Dad shrugs. “No one knows. Appointed by Ardal and passed down by blood in a pact of their own making. Paid handsomely to never reveal or be revealed.”
“And someone actually stuck to that? For all these centuries?” Ciar snorts in amusement. “Christ. Some people.”
“Some people have honour,” Dad says with a sly smile. “The rest of us are simply thieves.”
“And we have no idea who this is? Not even an inkling?” I ask.
Dad shakes his head. “There have been rumours, of course, but all of them quashed. There is literally no one who knows except them.”
“And they are going to magically pop up as soon as Sorcha says ‘I do’?”
“You can bet your last penny that they’re watching her and have been since this secret leaked, ready to make their move if needs be.”

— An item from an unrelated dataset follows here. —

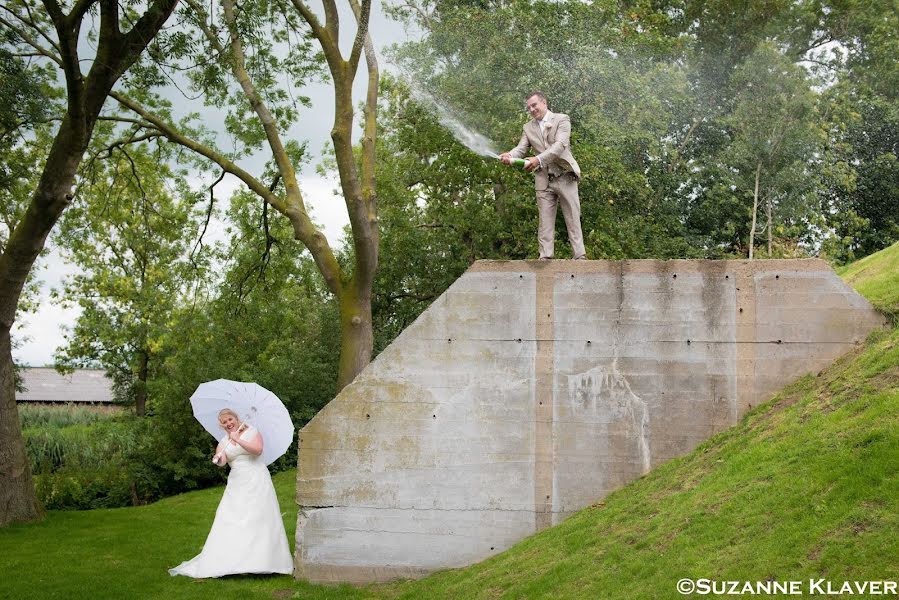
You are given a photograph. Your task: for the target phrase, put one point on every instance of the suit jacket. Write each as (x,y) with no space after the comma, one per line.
(552,147)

“This sounds so far-fetched,” Cillian mutters. “How do we know it’s even true?”
Dad shoves the papers across the desk. “See for yourself. Although I would advise against getting anyone to verify it outside of this room.”
Cillian glares at the papers but doesn’t pick them up. He knows, we all know, my dad wouldn’t be here spinning us a massive yarn unless he has facts, upon facts, upon facts.
The question is, what the fuck do we do now? What do we do with these facts?